I took a special Yoga class last week with on of my best mentors & most inspiring people ever (thanks Chelsea!) and she spoke about being non-reactive. She shared a story and talked about how important it is to detach from other peoples crazy emotional outbreaks in order to remain more calm when any given situation occurs. That theme stuck with me throughout her classes and unique transitions, and as I did my best to keep my breath moving even with the challenges and holds. It continued throughout my day and to my surprise I was well aware at how reactive I get. At this point in my life I consider myself a pretty peaceful person. I have Yoga to thank and life experience which has taught to me to relax, slow down, and accept the beauty of living in the present moment. It’s amazing how much energy I unconsciously give up throughout my day. For example, when I was driving home I got put in some traffic at about 230pm in the afternoon. I immediately reacted (to myself in the car) and got annoyed, etc. My teachers voice popped into my head and I had to remember to embrace the moment because I can’t change the traffic. Instead of reacting and getting myself into an angry, frustrated, WTF is wrong with San Diego type of mood, I needed to settle. I put on some good music and began to embrace the moment of slowness, recognizing a little bit of traffic was not going to fully ruin the moment or the rest of my day, and that it would be totally useless to emotionally get aggravated for that short period.
The holidays are here. Yay! And Nay! For some of us, deepending on our family dynamic and more. As we are around family, friends, people we like and people we prefer to never see again, it is important to stand your ground and stay in a place of peace and acceptance. When you become reactive you give your energy away. You will notice when you are around a lot of angry people they often take your good energy from you and then your become angry as well. Or if something happens, and for example, you sister gets really upset about it and starts to cry and get emotional, that often will trigger others to adapt some form of emotion too. This may be grief shown with sympathy, maybe anger thinking your sister is stupid for crying, etc. Emotions are powerful things! You do not need to pick up any extra emotional baggage or wounds form others this time of year. Family can bring out the best and worst of us all. It’s important to lay your ground and stay present and peaceful with whatever stuff happens. That way you can enjoy the season, even with the business and family drama 😉
Tips to stay Non-Reactive at Holiday Time:
– Take deep centering breathes
When things happen, someone gets upset, etc, come back to you.

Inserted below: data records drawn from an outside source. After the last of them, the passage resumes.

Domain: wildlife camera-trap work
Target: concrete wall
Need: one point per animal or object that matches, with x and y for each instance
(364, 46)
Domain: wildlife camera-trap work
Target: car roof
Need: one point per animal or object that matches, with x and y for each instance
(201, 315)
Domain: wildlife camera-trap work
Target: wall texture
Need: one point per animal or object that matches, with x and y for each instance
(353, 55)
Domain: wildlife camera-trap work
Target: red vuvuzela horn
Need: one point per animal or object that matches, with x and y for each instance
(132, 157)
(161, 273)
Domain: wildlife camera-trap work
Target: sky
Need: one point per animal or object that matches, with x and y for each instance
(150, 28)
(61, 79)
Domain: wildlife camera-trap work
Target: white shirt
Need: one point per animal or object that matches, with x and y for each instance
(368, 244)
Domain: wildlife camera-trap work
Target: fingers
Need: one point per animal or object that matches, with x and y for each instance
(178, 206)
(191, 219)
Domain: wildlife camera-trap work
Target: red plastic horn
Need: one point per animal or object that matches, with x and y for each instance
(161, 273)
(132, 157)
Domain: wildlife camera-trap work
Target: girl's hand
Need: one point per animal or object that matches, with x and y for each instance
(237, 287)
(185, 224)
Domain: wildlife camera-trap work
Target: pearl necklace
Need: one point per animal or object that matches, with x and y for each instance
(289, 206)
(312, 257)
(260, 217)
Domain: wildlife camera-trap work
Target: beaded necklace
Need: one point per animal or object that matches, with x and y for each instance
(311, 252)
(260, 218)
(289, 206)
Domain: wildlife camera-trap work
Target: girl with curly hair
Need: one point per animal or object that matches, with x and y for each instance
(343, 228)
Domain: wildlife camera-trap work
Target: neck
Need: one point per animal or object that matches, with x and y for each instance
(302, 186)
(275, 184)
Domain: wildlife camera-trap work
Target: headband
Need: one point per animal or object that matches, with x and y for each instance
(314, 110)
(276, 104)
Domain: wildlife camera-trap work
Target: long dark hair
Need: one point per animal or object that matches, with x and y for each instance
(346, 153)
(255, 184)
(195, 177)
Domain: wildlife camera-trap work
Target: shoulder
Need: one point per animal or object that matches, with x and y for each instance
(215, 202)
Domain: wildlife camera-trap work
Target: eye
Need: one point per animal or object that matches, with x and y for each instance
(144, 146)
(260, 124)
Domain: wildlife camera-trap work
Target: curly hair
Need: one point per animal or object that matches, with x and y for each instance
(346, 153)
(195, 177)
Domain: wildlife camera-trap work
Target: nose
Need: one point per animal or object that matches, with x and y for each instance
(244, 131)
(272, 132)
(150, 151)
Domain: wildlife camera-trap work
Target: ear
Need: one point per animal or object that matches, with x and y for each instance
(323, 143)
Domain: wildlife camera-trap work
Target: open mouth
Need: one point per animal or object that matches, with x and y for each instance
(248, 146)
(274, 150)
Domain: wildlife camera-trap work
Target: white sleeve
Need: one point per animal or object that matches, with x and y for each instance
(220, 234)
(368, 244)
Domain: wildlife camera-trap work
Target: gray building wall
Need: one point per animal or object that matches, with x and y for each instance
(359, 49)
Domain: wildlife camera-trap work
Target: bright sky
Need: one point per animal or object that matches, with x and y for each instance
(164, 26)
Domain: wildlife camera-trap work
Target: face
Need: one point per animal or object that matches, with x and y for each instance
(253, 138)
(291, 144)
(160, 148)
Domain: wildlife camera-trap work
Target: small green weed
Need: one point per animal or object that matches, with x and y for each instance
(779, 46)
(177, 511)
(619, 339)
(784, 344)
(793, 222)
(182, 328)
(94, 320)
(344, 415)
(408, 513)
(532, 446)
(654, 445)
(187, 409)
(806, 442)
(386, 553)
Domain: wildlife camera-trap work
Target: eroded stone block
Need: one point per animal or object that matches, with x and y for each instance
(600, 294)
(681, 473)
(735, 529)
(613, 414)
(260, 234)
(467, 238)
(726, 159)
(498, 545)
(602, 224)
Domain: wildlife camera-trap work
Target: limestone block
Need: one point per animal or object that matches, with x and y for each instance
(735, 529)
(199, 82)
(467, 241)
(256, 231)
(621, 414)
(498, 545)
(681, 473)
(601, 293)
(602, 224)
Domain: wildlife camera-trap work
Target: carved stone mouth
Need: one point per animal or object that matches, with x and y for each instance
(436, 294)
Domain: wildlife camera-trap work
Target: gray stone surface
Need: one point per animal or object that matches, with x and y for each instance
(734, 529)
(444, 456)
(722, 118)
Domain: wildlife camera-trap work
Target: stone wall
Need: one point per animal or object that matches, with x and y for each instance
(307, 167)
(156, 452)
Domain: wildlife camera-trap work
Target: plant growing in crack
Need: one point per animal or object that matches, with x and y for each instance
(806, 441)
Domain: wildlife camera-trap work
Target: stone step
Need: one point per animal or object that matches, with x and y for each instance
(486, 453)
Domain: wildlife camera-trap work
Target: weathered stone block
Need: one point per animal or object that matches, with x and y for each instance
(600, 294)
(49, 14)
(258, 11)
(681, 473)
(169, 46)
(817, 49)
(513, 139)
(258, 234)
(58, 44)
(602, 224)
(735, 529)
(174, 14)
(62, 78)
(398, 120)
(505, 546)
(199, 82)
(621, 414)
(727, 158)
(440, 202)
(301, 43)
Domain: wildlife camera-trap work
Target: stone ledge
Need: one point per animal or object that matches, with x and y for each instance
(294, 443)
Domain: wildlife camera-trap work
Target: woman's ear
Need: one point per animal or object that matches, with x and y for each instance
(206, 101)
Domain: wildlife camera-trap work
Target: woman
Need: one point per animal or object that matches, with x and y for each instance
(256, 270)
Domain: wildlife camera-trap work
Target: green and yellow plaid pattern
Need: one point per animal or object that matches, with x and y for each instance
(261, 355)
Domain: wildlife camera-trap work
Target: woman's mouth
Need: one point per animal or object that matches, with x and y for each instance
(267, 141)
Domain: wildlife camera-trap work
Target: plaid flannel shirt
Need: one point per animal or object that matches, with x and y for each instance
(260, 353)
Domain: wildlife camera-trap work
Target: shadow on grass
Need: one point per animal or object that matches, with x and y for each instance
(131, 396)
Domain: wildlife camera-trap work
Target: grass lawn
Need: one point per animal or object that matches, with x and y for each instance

Close your eyes, take some breathes, recenter yourself so other people’s shit is not causing you to react or attrain to the emotion they are experiencing. You will get triggered, relax, breathe, then speak and more forward as you need
– Get outside! Take Walks, get into Nature, get away from the House
Lots of people is lots of energy. Add in parties, stress of cooking, decorating, entertaining, etc – it is a lot to handle. Take a walk when you feel overwhelmed, get away from the group/family, soak up some sun, snow, & let nature help calm you. You will be surprised at how liberating it can be!
– Keep a positive story in your head about You
Family triggers us all in different ways. You can love your family and not be best buddies with them. I am the outcast of my family and frequently laugh at how out of place I fit into the group (especially with my green drinks). Keep yourself happy and entertained by remembering who you are, what you stand for, and the good qualities you have. You family may not agree, or support, & that’s okay. You can have other reasons to love them or at lease show presence in the season.
When things happen smile. If someone acts out of place, says something mean, tells you something that does not suit you, SMILE. Compassion is the best gift everyone can give. To me, a smile is a way to bring neutrality to any situation, give lightness, and a sense of warmth.
– Practice thinking, feeling, then speaking
We all act different around family. Often our walls are down, we treat our family different than we would treat a stranger, coworker, etc. Everyone is accountable when they are reactive. When you know that person is going to piss you off this holiday season or make you feel bad – practice pausing. Let things digest, let yourself process them, then decide if its something worth getting emotionally triggered by. Often when you pause you can notice it’s never about you, always about the other person and their shit. Thus, when that brother you don’t vibe well with says something that usually you want to lash back at, maybe this year you can be more peaceful, calm, collected, and smile and not respond or give a mere ‘thanks’ and let the words wash away…
Do the most you can to exercise, move you body, and venture away from the people so you can stay calm & collected. I listen to music often, grab my headphones, or find an empty room, lock it, and enjoy the stillness for a few moments.